Code implementation of dropout in the layer:

model.add(Dropout(0.2))

Different categories of explicit regularization:

Early stopping
Weight decay
Number of parameters
Max norm constraints

Early Stopping

Overfitting is a common problem in machine learning and deep learning. There are several ways to avoid such kinds of problems, and early stopping is one of them. It stops the process early.

Code snippet implementation:

from keras.callbacks import EarlyStopping
earlystop = EarlyStopping(monitor = 'val_loss', min_delta = 0, 
patience = 3, verbose = 1, restore_best_weights = True)

Explanation from the above code:

monitor: Monitors the value. i.e., val_loss
min_delta: It is the monitored value. For example, if min_delta = 1, then it means that the training process will be stopped if the absolute change of the monitored value is less than 1 [12].
patience: If there is no improvement after a certain number of epochs, training will be stopped.
restore_best_weights: If its value is set to true, then it keeps the best weighs once stopped.

Conclusion

Convolutional neural networks are a special kind of multi-layer neural network, mainly designed to extract the features. They recognize visual patterns directly from pixel images with very minimal processing.
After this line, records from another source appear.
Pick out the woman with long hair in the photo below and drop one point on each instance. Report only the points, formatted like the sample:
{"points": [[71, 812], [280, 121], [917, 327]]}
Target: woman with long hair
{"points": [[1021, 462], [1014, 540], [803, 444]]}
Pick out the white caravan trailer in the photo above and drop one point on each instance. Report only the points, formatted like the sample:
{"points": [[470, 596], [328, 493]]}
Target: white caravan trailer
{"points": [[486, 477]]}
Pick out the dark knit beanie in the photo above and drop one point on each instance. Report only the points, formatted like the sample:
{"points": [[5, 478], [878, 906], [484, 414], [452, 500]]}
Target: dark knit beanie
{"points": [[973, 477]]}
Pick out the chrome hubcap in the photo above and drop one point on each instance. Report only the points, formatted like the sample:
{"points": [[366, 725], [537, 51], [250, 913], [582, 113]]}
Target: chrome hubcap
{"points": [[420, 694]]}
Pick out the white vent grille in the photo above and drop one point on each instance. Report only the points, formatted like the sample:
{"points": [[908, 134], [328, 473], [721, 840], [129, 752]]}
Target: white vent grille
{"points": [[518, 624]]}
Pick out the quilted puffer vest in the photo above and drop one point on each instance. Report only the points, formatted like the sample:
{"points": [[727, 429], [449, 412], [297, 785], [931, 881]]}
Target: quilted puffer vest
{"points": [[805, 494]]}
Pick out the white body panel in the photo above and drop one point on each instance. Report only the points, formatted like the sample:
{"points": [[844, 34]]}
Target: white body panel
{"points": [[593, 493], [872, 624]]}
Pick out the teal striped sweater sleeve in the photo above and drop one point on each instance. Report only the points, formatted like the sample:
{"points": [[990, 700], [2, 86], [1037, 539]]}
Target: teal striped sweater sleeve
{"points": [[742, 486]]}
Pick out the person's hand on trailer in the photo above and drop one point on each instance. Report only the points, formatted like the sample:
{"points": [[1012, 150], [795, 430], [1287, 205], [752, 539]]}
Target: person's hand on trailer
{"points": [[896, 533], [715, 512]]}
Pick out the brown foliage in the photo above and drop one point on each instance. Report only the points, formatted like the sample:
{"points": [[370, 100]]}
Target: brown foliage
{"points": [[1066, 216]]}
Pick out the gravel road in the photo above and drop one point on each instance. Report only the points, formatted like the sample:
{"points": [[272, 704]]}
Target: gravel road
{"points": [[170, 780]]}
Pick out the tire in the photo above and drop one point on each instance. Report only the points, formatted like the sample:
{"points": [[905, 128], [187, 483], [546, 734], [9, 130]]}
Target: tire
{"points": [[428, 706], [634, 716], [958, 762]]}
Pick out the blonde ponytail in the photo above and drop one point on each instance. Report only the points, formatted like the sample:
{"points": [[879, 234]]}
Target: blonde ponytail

CNNs use two operations called convolution and pooling to reduce an image into its essential features and uses those features to understand and classify the image appropriately [6].

Another benefit of CNNs is that they are easier to train and have fewer parameters than fully connected networks with the same number of hidden units [13].

Convolutional neural networks (CNNs) are used in various fields such as healthcare to diagnose diseases like pneumonia, diabetes, and breast cancer, self-driving cars, surveillance monitoring, and others [7].